Neste artigo, exploramos o Direito Probativo como se fosse um palco: a prova material, o testemunho, o juiz e o advogado são personagens de um drama sensorial, onde o objetivo não é apenas julgar, mas sentir a verdade.
I. O Tribunal e a Tábula Rasa
Imagine o tribunal silencioso. O juiz observa atentamente, como um empirista clínico. Cada depoimento é analisado não apenas pelo conteúdo, mas pelo modo como é percebido: tom de voz, expressão facial, hesitação.
Locke nos lembra que a mente nasce vazia, como uma tábula rasa. Nenhum conhecimento é inato. Assim, o juiz depende inteiramente daquilo que os sentidos captam. Um detalhe mínimo, um objeto fora do lugar, pode alterar toda a narrativa.
II. Testemunhas e Percepções Falíveis
Uma testemunha sobe ao estrado. Ela descreve a noite do crime: sombras, sons, um toque. O advogado questiona a memória, a emoção contamina o relato. O juiz pensa: será que isso é o que realmente aconteceu ou o que ela acha que aconteceu?
Estudos comprovam que memórias são maleáveis. Um depoimento é tanto uma janela para a verdade quanto uma projeção subjetiva do que os sentidos registraram. O tribunal, portanto, se torna uma arena de verdades concorrentes, cada qual filtrada por percepções humanas.
III. Provas Materiais: Entre o Real e o Interpretado
Uma foto, uma gravação, um laudo pericial: tudo tenta transformar a experiência sensível em certeza. Mas até mesmo a prova mais objetiva é mediada pelos sentidos humanos.
No famoso caso de Amanda Knox, a interpretação das evidências oscilou entre conclusões opostas, revelando que a prova objetiva é tão humana quanto a subjetiva. O tribunal é, assim, o palco onde a percepção se transforma em narrativa jurídica.
IV. O Juiz: Empírico e Existencial
O juiz não é um ser onisciente; é um intérprete sensível, avaliando o valor de cada percepção. Ele pesa:
Coerência da testemunha
Confiabilidade da prova material
Experiência direta versus relatos mediáveis
Cada decisão é um equilíbrio delicado entre experiência sensível e raciocínio jurídico, um gesto de arte existencial em busca da verdade mais plausível.
V. Conclusão: A Verdade como Experiência
Locke nos lembra que tudo que conhecemos passa pelos sentidos. No tribunal, cada prova é uma janela — cristalina, mas sujeita a distorções. O Direito Probativo, portanto, é menos um código rígido e mais uma dança sensível entre percepção e interpretação, onde a justiça é a convergência mais confiável entre experiências humanas.
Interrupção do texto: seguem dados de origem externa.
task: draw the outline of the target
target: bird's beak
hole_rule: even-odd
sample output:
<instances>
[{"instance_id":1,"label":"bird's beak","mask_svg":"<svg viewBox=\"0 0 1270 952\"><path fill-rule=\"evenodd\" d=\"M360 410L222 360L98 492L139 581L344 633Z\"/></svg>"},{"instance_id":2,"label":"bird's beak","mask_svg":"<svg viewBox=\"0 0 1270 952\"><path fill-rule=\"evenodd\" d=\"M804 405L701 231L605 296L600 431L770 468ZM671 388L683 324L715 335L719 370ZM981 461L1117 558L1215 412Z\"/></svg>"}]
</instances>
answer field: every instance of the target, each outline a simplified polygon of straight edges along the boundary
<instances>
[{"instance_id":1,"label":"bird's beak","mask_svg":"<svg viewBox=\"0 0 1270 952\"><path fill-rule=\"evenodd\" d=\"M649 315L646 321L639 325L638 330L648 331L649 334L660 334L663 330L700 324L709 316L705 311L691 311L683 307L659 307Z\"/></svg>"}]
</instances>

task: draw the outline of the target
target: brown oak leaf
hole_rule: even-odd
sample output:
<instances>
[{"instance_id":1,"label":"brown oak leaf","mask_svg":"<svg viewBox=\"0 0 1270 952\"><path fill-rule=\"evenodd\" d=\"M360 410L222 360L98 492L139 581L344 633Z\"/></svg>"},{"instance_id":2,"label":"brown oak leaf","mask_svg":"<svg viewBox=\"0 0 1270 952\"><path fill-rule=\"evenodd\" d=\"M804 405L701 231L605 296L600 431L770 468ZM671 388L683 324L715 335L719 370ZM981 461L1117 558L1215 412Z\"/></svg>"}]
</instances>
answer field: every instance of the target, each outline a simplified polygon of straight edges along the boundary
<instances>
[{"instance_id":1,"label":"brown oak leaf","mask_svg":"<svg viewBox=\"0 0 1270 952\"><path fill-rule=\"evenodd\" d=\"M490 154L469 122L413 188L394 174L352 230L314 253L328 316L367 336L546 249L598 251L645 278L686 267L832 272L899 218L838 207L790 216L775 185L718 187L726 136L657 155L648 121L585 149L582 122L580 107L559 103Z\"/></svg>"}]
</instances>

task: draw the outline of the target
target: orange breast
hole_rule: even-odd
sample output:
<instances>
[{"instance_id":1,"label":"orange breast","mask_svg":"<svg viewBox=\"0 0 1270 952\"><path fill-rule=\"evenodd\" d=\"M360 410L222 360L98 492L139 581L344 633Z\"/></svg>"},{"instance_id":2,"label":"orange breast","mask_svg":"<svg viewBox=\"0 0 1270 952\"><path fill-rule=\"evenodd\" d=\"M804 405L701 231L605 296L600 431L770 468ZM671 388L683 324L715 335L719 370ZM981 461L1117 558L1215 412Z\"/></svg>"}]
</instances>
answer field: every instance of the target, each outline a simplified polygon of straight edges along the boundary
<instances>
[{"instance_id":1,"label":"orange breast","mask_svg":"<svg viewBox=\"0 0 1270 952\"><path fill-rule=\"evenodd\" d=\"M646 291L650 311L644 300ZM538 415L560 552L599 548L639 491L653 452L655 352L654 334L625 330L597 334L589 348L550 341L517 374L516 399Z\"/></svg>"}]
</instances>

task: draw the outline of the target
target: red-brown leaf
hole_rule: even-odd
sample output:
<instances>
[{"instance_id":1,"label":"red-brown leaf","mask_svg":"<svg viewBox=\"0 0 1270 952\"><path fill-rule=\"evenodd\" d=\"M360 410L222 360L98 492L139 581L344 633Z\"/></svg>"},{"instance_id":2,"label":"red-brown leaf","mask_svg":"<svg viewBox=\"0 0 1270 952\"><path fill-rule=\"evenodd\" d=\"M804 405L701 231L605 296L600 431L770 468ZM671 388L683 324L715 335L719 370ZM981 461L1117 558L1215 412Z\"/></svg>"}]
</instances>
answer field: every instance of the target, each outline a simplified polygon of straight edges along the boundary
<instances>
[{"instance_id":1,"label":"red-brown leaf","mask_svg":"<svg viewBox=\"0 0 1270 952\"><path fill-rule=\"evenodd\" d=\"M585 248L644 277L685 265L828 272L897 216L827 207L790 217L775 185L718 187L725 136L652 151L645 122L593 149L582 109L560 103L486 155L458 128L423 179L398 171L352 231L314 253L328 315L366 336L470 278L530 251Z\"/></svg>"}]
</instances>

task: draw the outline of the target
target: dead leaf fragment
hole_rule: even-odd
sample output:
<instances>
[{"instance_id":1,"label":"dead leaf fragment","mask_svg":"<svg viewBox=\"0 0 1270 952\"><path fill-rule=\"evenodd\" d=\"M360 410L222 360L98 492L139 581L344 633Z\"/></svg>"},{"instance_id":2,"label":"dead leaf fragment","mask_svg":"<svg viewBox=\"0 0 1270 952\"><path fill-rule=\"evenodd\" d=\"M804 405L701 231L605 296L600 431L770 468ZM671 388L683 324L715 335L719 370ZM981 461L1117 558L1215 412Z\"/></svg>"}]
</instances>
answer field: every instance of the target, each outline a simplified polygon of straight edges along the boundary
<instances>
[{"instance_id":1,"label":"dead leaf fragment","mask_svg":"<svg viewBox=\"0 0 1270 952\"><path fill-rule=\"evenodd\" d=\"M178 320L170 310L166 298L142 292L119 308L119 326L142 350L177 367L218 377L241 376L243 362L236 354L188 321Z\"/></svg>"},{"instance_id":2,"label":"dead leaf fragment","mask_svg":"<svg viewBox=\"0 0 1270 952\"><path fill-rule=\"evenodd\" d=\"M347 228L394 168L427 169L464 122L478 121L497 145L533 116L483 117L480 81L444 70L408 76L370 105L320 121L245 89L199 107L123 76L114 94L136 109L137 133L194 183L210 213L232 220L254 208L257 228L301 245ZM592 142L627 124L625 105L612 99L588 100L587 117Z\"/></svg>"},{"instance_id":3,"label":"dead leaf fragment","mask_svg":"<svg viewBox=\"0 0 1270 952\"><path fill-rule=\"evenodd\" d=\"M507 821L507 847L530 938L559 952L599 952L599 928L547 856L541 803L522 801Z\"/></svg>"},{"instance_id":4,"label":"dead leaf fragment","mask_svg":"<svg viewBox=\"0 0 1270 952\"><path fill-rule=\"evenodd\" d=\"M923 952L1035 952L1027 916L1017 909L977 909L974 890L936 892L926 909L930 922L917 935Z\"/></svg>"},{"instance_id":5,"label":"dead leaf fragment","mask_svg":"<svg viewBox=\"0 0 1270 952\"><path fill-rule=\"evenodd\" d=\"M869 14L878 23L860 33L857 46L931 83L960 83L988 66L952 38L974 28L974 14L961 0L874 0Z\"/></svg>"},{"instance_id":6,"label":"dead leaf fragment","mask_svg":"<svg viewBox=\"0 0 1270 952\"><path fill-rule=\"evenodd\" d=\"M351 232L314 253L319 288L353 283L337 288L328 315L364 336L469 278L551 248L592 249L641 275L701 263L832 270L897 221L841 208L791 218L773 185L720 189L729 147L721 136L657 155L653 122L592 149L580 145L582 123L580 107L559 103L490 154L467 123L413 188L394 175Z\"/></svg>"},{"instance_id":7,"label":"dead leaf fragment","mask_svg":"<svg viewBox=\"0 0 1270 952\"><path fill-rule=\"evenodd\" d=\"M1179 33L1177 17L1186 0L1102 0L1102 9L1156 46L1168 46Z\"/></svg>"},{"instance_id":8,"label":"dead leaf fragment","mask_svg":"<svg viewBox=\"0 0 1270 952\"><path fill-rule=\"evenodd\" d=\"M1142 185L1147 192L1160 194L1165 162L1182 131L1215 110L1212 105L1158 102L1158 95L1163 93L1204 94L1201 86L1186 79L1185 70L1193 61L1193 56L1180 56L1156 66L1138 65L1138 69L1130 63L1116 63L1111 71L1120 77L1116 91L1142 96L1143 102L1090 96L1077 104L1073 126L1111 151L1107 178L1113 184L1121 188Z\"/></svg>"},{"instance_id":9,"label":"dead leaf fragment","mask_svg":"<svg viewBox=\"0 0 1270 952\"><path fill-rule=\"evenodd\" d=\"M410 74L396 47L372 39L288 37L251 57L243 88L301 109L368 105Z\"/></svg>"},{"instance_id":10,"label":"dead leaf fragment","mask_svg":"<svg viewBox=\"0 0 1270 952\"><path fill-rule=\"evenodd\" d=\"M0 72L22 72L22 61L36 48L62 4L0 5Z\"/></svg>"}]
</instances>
O leitor deve sair desse tribunal imaginário com uma pergunta: a verdade existe independentemente de nossos sentidos ou apenas nos visita quando a percebemos?
Bibliografia
John Locke. Ensaio sobre o Entendimento Humano. 1690.
Schacter, D. L. Searching for Memory: The Brain, the Mind, and the Past. Basic Books, 1996.
Loftus, E. F. Eyewitness Testimony. Harvard University Press, 1979.
Kadish, S. H. Evidence: Cases and Materials. West Academic, 2014.
Bruner, J. Acts of Meaning. Harvard University Press, 1990.
Dworkin, R. Law’s Empire. Belknap Press, 1986.
Conte, J. A. Percepção e Prova: Experiências Sensíveis no Direito. Revista Brasileira de Ciências Criminais, 2018.